Le combat de la langue contre elle-même
Avide d’art total, Narjisse TDK Moumna propose une pièce paradoxale et baroque.
Elle prend sa source dans la Renaissance et chez Shakespeare pour transformer une sorte de Mystère du Moyen Age en pièce d’avant-garde qui aurait transité par Jarry.
Tout pourrait être foutraque et l’est parfois. TDK est en effet superbement douée et joue de bien des codes.
La langue d’aujourd’hui est là mais dans une versification dans l’esprit et le style du maître élisabéthain.
En ce nouveau “Songe”, Bottom est la star. Mais, surtout, l’auteure en profite pour réviser le langage et sa portée. Même les patronymes ne sont pas oubliés.

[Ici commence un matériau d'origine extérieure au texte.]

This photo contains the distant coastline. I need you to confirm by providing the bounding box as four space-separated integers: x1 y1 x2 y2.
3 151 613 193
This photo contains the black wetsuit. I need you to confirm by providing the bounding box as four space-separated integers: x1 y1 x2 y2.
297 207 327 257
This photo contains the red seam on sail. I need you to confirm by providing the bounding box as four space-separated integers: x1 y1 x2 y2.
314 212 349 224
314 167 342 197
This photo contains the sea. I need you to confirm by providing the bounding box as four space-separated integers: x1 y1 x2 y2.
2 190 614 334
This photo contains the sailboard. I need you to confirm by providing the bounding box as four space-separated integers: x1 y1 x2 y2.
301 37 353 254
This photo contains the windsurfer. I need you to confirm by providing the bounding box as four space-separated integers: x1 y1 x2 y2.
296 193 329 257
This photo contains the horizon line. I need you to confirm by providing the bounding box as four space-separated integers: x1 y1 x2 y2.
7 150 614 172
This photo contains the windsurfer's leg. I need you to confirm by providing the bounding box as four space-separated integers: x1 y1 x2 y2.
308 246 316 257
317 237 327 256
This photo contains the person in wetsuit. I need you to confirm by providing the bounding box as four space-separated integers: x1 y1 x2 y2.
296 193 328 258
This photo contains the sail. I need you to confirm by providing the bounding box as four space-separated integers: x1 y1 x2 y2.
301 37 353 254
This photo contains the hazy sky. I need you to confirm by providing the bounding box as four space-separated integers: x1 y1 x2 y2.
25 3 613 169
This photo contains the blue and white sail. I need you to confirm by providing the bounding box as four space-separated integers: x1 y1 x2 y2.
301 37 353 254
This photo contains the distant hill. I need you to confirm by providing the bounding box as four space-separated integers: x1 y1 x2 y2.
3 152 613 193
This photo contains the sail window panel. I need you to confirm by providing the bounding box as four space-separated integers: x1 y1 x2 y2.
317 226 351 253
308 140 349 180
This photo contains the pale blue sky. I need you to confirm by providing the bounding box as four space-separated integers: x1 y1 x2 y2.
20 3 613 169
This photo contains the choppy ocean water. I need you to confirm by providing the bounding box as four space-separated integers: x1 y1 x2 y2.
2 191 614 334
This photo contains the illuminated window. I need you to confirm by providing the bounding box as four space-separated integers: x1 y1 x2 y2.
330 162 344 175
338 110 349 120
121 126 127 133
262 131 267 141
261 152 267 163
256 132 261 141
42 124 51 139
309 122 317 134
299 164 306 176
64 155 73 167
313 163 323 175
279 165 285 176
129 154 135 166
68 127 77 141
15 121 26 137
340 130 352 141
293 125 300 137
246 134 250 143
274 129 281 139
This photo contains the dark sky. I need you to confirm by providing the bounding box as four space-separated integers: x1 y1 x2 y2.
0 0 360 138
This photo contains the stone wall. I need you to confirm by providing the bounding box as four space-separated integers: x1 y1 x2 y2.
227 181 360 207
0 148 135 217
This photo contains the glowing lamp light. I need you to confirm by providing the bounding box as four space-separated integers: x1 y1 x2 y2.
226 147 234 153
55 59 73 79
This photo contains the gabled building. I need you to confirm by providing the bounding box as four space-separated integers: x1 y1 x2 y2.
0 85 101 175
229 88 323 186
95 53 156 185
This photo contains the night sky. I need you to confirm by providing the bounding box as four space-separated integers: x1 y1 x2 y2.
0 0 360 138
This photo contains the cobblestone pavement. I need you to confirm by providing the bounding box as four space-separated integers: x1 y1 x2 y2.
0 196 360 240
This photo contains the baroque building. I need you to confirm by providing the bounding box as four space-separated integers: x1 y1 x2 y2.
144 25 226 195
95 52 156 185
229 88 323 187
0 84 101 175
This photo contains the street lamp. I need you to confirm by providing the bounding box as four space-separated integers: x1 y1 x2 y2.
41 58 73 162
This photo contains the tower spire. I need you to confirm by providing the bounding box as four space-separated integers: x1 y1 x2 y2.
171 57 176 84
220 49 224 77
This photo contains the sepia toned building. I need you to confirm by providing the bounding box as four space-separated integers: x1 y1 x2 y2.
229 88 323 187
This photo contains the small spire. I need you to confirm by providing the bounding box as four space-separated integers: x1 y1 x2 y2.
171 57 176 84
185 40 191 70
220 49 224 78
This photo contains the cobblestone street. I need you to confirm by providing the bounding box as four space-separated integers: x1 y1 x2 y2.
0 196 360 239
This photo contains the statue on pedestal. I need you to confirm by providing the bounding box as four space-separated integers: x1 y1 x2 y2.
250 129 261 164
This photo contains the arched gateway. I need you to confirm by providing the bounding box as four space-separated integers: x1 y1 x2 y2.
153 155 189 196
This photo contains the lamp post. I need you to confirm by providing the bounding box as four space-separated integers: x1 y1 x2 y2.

Néanmoins, qu’on s’appelle Flute, Douillet, Toilette d’Araignée, Graine de moutarde, Crève-la-fin ou Cognassier ne doit pas assigner de tels individus à une résidence nominale forcée ou confinée.
Mille grâces sont donc accordées au langage qui emmène d’un point A au point B ou Z selon divers types de variations dans une fête où les caprices de l’amour se prononcent à travers les atours d’une langue aussi noble que de roture et ce, dans le plaisir de diverses joutes.
“Grande Funambule”, TDK ne cesse d’inventer des saillies imprévisibles dans le “foisonné-foisonnant et le turbrûlant” d’un texte musclé et filandreux.
L’ensemble est accompagné d’une musique (dont la partition est incluse dans le livre) de Björn Puhr. Elle donne son apport sonore à une telle forgerie de paroles entre vers et prose par celle qui bouge sans cesse.
Une telle chanson de geste crée un choeur commun à travers des corps disparates là où tout centre est dérangé.
L’exercice est mené tambour battant par celle qui, venue naguère de Fez, engage la langue en un combat contre elle-même pour l’emporter plus loin.
jean-paul gavard-perret
Narjisse TDK Moumna, Mon premier Nobel : Bottom, éditions Douro, collection Bleu Turquoise, Paris, 2021, 86 p. - 16,00 €.